The HSE has not been collecting any national data on healthcare workers brought back to work while restricting their movements due to Covid-19, or examining whether this has led to further infections, the Executive has informed health sector unions.
However, Clinical Lead of the HSE Workplace Health and Wellbeing Unit, Dr Lynda Sisson, told the Medical Independent (MI) “we are collecting that data now”.
Dr Sisson also said questionnaires have been sent to acute and community sites in regard to the number of derogated workers. She said the guidance is currently with the pandemic infection control team for ongoing review.
“We do believe, however, derogations are necessary in some cases, so derogation guidance will continue. What we will be doing in the next few weeks is monitoring it much more closely than we have been able to so far.”
Asked if the policy had been overused, Dr Sisson said: “We just don’t know that as yet. But we will be looking to see that it is used judiciously and appropriately.”
However, health sector unions have expressed “grave” concern about the operation of the policy.
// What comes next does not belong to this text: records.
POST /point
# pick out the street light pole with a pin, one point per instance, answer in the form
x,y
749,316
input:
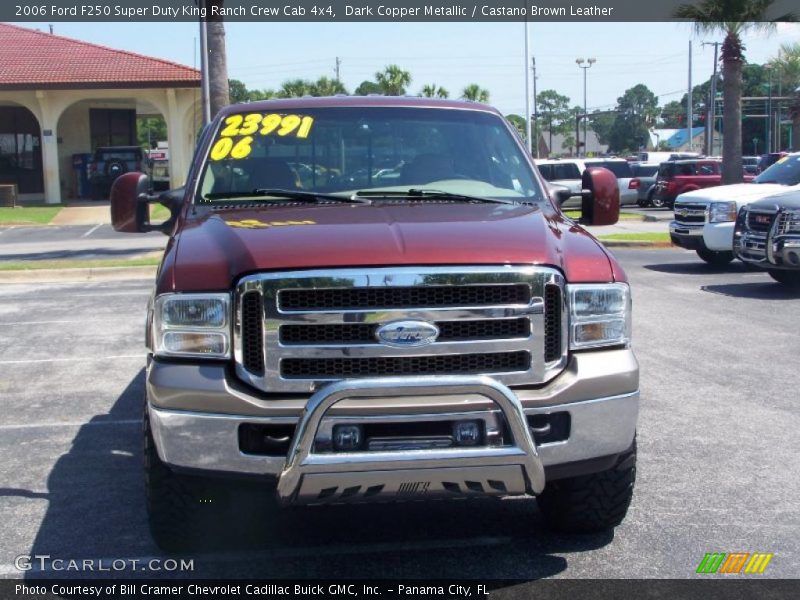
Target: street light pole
x,y
589,62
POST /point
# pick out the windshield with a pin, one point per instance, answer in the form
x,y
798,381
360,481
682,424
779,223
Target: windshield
x,y
786,171
343,150
557,172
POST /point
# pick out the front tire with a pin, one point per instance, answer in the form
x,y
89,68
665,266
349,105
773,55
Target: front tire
x,y
790,278
712,257
176,504
591,503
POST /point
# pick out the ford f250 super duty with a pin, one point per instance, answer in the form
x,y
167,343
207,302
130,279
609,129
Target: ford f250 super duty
x,y
372,299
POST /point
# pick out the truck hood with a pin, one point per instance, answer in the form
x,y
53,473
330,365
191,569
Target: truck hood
x,y
212,250
742,193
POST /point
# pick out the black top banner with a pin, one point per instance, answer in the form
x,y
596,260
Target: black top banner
x,y
332,11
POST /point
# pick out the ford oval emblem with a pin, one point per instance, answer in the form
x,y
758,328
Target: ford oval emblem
x,y
407,334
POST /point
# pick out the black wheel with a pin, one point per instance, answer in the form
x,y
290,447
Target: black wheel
x,y
590,503
179,507
718,259
790,278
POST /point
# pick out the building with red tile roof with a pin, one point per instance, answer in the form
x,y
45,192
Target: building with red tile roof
x,y
61,97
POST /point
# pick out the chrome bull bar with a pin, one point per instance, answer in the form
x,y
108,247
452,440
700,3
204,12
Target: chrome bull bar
x,y
309,477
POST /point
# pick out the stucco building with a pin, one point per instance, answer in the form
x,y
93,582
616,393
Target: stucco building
x,y
60,97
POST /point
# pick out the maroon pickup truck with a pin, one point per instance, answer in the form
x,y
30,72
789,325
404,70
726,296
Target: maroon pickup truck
x,y
679,176
372,299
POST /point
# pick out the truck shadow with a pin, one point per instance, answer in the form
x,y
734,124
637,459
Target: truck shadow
x,y
700,268
766,290
96,510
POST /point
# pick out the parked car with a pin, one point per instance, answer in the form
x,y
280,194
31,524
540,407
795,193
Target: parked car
x,y
659,157
705,218
750,165
767,160
564,172
681,176
450,336
108,163
767,235
644,182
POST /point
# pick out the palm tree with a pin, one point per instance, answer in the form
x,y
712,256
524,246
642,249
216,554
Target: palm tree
x,y
787,63
434,91
475,93
393,80
732,18
219,93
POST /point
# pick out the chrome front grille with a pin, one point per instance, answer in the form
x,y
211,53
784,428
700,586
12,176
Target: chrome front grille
x,y
690,214
759,221
320,326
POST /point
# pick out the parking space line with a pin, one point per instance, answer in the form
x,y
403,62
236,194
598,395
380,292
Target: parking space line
x,y
301,552
120,422
82,359
92,230
81,321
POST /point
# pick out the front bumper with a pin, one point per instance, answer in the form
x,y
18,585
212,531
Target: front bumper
x,y
766,251
599,390
710,236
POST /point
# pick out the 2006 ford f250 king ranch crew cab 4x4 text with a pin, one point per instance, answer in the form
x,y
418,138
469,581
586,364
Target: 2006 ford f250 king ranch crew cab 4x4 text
x,y
374,299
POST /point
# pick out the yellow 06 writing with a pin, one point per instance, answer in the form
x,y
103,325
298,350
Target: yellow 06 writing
x,y
282,125
226,148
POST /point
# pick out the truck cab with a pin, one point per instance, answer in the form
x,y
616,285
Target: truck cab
x,y
342,336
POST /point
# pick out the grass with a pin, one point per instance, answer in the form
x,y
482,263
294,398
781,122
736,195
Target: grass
x,y
37,215
636,237
623,216
148,261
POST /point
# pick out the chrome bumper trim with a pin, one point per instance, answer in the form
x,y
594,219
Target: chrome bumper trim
x,y
686,229
449,463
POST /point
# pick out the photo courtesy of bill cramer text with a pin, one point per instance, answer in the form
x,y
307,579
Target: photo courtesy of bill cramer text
x,y
349,10
78,590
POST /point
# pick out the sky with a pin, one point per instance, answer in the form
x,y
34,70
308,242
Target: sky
x,y
452,55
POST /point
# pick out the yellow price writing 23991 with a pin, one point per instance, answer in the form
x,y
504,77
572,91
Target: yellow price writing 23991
x,y
257,123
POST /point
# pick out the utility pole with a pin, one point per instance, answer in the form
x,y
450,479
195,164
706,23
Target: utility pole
x,y
712,117
205,92
528,135
589,62
768,145
535,111
690,116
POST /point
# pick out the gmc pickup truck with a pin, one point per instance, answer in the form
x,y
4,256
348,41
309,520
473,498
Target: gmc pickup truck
x,y
682,176
344,337
705,219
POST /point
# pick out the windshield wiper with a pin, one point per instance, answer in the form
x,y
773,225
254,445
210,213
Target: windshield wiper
x,y
301,196
428,194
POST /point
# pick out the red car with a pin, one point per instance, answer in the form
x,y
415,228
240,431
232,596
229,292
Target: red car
x,y
347,337
676,177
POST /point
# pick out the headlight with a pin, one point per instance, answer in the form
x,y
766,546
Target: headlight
x,y
600,315
192,325
721,212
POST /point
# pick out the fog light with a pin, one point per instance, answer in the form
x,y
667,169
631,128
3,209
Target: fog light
x,y
347,437
467,433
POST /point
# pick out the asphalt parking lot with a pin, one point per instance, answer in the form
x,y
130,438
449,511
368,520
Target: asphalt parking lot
x,y
718,468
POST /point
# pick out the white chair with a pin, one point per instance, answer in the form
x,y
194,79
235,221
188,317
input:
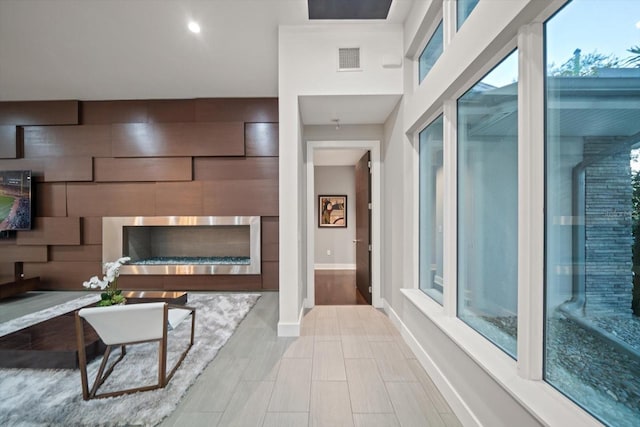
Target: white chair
x,y
122,325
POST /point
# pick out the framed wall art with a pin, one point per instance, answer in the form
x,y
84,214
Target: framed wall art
x,y
332,211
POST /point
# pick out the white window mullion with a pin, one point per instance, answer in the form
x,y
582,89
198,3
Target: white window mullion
x,y
450,244
449,21
530,201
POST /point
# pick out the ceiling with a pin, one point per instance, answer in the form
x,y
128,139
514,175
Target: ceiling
x,y
347,109
337,157
122,49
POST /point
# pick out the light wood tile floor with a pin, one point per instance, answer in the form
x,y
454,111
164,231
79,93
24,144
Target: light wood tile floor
x,y
350,367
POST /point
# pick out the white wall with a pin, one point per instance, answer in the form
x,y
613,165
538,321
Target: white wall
x,y
307,64
334,247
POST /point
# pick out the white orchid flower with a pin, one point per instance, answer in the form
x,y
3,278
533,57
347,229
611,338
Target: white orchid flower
x,y
94,282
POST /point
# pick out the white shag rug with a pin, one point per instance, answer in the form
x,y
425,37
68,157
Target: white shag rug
x,y
53,397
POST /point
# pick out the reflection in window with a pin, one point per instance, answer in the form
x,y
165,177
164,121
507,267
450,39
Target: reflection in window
x,y
431,53
488,206
592,242
431,225
463,10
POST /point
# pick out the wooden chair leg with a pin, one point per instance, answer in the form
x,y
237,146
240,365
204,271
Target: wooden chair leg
x,y
82,356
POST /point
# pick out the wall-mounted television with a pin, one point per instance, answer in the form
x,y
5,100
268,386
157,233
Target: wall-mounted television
x,y
15,200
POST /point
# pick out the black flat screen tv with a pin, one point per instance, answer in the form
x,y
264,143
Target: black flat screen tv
x,y
15,200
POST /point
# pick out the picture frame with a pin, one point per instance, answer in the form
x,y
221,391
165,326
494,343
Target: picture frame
x,y
332,211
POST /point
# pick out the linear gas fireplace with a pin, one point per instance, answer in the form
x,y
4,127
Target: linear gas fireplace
x,y
183,244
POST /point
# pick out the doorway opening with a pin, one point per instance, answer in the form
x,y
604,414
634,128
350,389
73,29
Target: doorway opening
x,y
343,255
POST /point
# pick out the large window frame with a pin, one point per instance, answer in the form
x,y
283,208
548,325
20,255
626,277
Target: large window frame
x,y
521,378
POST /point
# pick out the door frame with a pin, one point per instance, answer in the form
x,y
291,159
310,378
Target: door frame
x,y
376,223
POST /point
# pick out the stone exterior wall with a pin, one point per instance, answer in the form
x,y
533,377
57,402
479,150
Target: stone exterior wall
x,y
608,230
Director of Industrial Relations at the Irish Nurses and Midwives Organisation, Mr Tony Fitzpatrick, told MI local managers have been “derogating left, right, and centre, because they don’t have staff, or they cannot get replacement staff”.
This situation presented a “significant risk to patients, but also to colleagues working within those services”.
He added that healthcare worker infection was an “issue we are raising constantly with the HSE”. The IMO has also expressed concern.
In early October, the health unions jointly informed the HSE there were “several questions” outstanding after a meeting with the Executive. These questions related to the “negative impact” of the derogations policy on the ability to provide a safe working environment; the ability to ensure asymptomatic healthcare workers were not infectious; the “absence” of a testing policy to balance this policy; the “absence” of any measurement of related infections among other staff or patients following the managerial decision to derogate under this policy.
According to the unions’ correspondence, Dr Sisson told the meeting that derogations were granted by local management and no records were held at national level on the number, location or grade. There was no national surveillance of the potential impact of derogations on spread of the virus.
The HSE policy permits derogations for healthcare workers who are restricting their movements (eg, as a close contact) if deemed “essential to critical service needs”. The policy does not apply to close contacts of a suspected or confirmed case in their home; or those with a positive Covid-19 test.
Under the policy, ‘essential’ healthcare workers entering Ireland who would otherwise be required to restrict their movements, may also be derogated. While the policy requires that occupational health should be informed, it is questionable to what extent this is occurring.
“If we’re not informed of healthcare workers being derogated following travel then it’s very difficult for us to provide monitoring and ensure they are aware of the risks,” commented one specialist.